The Times looks at the generation behind the recent Lhasa riots and their discontent:
Beijing has poured billions of dollars into the region over the past three decades to try to develop one of its most backward – and strategically important – corners. The economy has grown at more than 12 per cent for seven years and hit 14 per cent last year – higher even than the national rate. Incomes too have risen: up 13 per cent in 2007 for Tibet’s many nomads and farmers and a stunning 24.5 per cent for urban residents.
But there are those who feel left out. Young Tibetans who speak poor Mandarin – the official language of China and crucial to finding a job.

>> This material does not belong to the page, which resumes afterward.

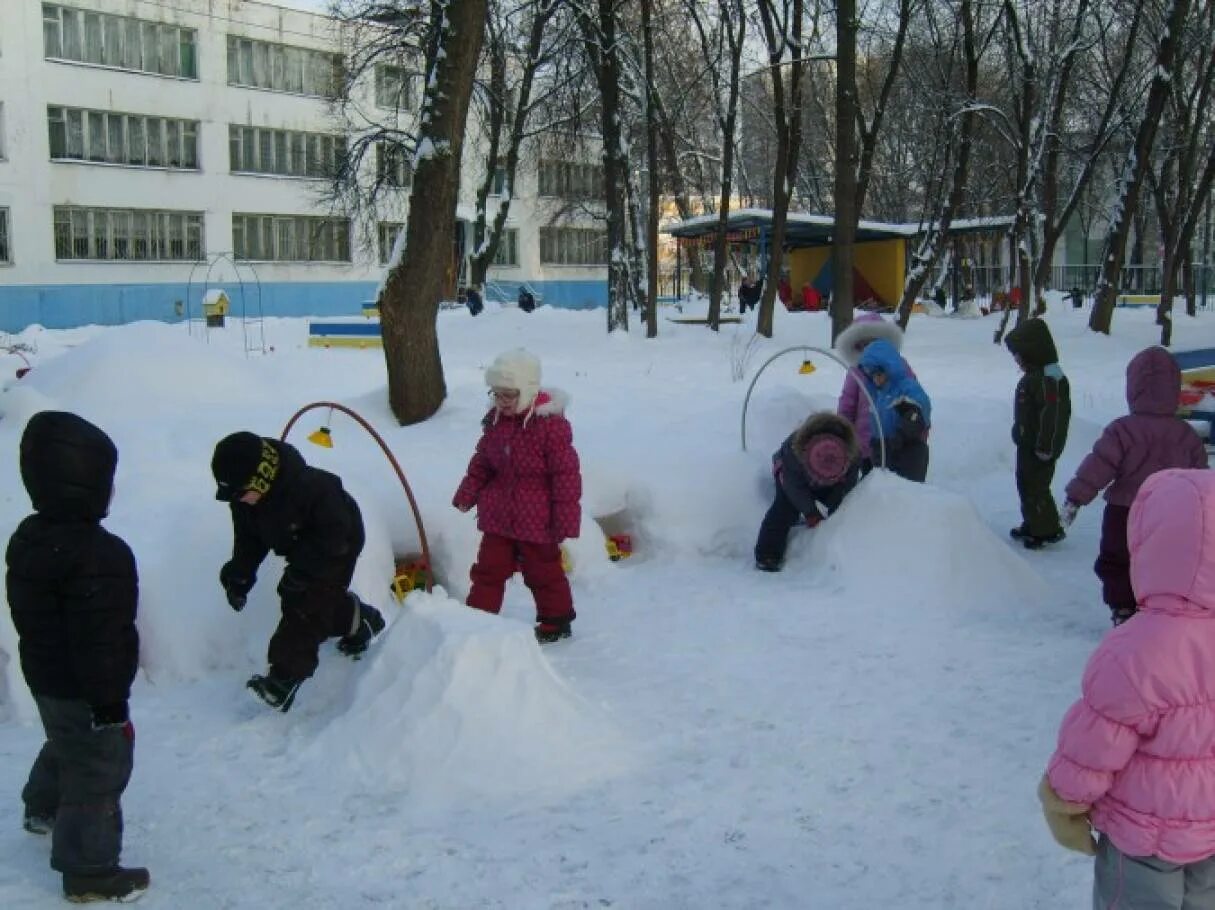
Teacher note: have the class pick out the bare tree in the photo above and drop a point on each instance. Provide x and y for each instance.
(781, 26)
(410, 300)
(1135, 167)
(722, 37)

Others are accustomed to a more rural way of life and their education, like others in China’s vast countryside, leaves them ill-equipped for the rough and tumble of a market economy…
Many Tibetans chafe under the restrictions imposed two years ago by the regional party boss that ban Tibetan Government servants from religious activities. Others are keenly aware that scarcely a single Chinese official in the regional government can speak Tibetan. That ethnocentric Han approach only intensifies the ethnic divide and cultural misunderstandings. No ethnic Tibetan has ever held the job of Communist Party boss – a potent signal of Beijing’s lack of trust in this deeply Buddhist people who still revere the Dalai Lama.
Meanwhile, the Washington Post reports that “Protests May Only Harden Chinese Line.” The New York Times looks at the police failures that allowed the riots to get so violent so fast:
What happened? Analysts wonder if the authorities, possibly fearing the public relations ramifications of a confrontation before the Beijing Olympics in August, told the police to avoid engaging protesters without high-level approval.
Timing also may have contributed to indecision; Tibet’s hard-line Communist Party boss, Zhang Qingli, and other top officials were attending the National People’s Congress in Beijing when the violence erupted.
The full explanation could take years to emerge from China’s secretive Communist Party hierarchy. But the Lhasa unrest, not entirely unlike the Tiananmen Square pro-democracy protests of 1989, may be remembered as much for poor police work — faulty crowd control and political indecision followed by a large-scale response — as for the underlying grievances of protesters.